Der Frust in der Partei und der Wunsch nach einem Kurswechsel waren zuletzt immer größer geworden. In den Landesverbänden, in der Bundestagsfraktion, der Jungen Union, der Mittelstandsvereinigung , im CDU-Wirtschaftsrat. Die Kanzlerin spürte das, konnte mit ihrem Verzicht auf den Vorsitz noch einmal Abschiedsjubel gewinnen, um in Würde abzutreten. 

Erleichtert liegen sich Merkel und  Kramp-Karrenbauer nach dem Wahlsieg in den Armen, Tränen fließen. Keine von beiden war sich sicher, ob ein Sieg noch einmal möglich ist. 

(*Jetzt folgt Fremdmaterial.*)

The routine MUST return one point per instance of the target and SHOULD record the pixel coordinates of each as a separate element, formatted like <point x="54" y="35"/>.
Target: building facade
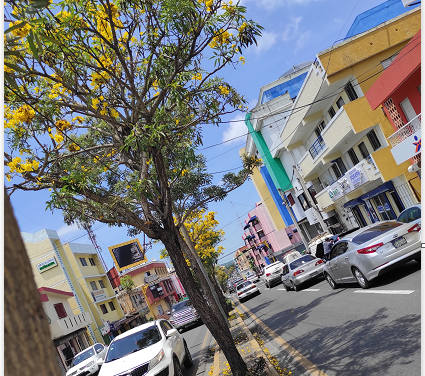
<point x="77" y="269"/>
<point x="68" y="330"/>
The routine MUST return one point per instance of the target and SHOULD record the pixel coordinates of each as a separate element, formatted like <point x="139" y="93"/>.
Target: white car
<point x="272" y="273"/>
<point x="88" y="362"/>
<point x="152" y="349"/>
<point x="246" y="289"/>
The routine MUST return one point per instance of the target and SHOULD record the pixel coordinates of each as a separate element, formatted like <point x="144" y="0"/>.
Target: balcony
<point x="62" y="327"/>
<point x="406" y="131"/>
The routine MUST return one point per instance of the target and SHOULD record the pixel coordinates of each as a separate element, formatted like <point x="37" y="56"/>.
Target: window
<point x="351" y="93"/>
<point x="339" y="168"/>
<point x="363" y="150"/>
<point x="320" y="128"/>
<point x="303" y="201"/>
<point x="103" y="309"/>
<point x="290" y="199"/>
<point x="60" y="310"/>
<point x="340" y="102"/>
<point x="374" y="140"/>
<point x="353" y="156"/>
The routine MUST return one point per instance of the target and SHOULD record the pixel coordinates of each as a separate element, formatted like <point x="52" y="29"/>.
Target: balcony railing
<point x="317" y="147"/>
<point x="406" y="131"/>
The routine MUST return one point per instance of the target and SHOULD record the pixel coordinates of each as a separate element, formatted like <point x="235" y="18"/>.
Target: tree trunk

„Jetzt gibt es ein ‘Weiter so’ bis in die politische Bedeutungslosigkeit“, orakelt ein hessischer Delegierter, der wie zahlreiche andere Merz-Anhänger nach der Wahl frustriert den Saal verläßt. Draußen im Foyer wird an den zahlreichen Ständen der Aussteller aufgewühlt diskutiert. „Jetzt werden weitere Mitglieder die Partei in Scharen verlassen“, meint jemand. Andere um ihn herum nicken betreten. Gerüchte kommen auf. Darüber, ob es einer neuen Partei bedürfe. Konservativer als die Union, gemäßigter als die AfD. 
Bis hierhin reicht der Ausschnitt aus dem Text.